Ritorno al passato: incenerimento dei rifiuti (a nord e a sud del Rubicone)

di Daniela Mercorelli
L’articolo 35 dello Sblocca Italia, (dl 133 del 12/09/2014 convertito in L 164 del 11/11/2014) definisce gli impianti di incenerimento “infrastrutture e insediamenti strategici di preminente interesse nazionale” . Tali impianti, con l’entrata in vigore della legge, sono individuati quindi dal Governo “in base alla capacità complessiva di trattamento di rifiuti urbani e assimilati degli impianti di incenerimento in esercizio o autorizzati a livello nazionale (con l’indicazione espressa della capacità di ciascun impianto) e gli impianti di incenerimento con recupero energetico di rifiuti urbani e assimilati da realizzare per coprire il fabbisogno residuo, determinato con finalità di progressivo riequilibrio socio-economico fra le aree del territorio nazionale nel rispetto degli obiettivi di raccolta differenziata e di riciclaggio, tenendo conto della pianificazione nazionale.”

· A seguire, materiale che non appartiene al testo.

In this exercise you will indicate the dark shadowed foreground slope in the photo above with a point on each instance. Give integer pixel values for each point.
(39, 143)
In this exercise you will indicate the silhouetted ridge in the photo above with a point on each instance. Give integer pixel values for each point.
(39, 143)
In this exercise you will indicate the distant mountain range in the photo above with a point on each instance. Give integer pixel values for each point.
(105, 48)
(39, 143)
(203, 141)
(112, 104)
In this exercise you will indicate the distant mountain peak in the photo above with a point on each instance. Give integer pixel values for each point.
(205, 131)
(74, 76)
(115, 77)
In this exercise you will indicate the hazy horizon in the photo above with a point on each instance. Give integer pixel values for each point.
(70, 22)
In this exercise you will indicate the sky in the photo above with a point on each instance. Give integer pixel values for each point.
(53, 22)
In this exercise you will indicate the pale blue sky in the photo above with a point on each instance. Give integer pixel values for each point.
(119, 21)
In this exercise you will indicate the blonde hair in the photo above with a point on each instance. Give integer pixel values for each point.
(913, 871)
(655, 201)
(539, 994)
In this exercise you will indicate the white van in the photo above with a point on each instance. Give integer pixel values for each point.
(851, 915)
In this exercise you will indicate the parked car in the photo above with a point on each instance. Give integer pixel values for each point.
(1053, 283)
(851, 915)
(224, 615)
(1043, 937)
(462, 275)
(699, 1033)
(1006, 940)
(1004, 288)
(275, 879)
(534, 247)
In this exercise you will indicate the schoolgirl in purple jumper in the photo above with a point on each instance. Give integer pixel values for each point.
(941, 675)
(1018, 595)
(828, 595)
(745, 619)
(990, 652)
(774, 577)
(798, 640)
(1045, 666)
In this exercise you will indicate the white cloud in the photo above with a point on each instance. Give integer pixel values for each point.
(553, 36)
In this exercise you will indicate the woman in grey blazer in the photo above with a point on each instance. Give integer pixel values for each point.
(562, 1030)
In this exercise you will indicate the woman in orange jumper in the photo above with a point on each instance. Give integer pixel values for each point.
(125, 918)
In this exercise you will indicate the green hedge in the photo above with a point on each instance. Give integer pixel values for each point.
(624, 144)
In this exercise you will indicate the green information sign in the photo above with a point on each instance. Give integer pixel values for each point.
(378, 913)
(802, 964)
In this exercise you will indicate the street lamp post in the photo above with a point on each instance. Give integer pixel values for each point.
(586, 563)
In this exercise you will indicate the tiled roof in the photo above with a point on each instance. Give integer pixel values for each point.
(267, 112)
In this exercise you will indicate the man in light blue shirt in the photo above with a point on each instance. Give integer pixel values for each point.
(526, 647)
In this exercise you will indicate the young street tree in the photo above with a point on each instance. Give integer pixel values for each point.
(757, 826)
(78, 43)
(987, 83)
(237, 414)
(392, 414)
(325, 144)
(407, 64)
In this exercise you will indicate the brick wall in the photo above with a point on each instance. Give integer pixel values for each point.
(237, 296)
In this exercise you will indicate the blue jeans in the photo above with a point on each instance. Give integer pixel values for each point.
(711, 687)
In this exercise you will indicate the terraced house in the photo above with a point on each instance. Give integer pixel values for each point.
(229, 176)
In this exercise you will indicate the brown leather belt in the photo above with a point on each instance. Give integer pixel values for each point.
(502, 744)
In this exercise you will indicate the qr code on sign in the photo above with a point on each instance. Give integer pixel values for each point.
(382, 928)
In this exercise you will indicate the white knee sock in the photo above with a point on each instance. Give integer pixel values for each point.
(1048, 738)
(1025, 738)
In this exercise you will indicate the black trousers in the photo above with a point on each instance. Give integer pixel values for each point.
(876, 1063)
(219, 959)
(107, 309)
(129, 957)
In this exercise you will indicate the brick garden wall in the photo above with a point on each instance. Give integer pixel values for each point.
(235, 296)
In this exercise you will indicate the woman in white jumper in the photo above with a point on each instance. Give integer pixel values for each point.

In poche parole il Governo verifica la capacità di trattamento dei rifiuti degli impianti esistenti e il fabbisogno residuo di trattamento dovrà essere soddisfatto con la realizzazione di nuovi impianti.
Questi costituiranno l’infrastruttura strategica di carattere nazionale, per cui tutte le decisioni prese nel merito dell’attuazione dell’art. 35 passeranno sopra le milioni di teste dei cittadini italiani.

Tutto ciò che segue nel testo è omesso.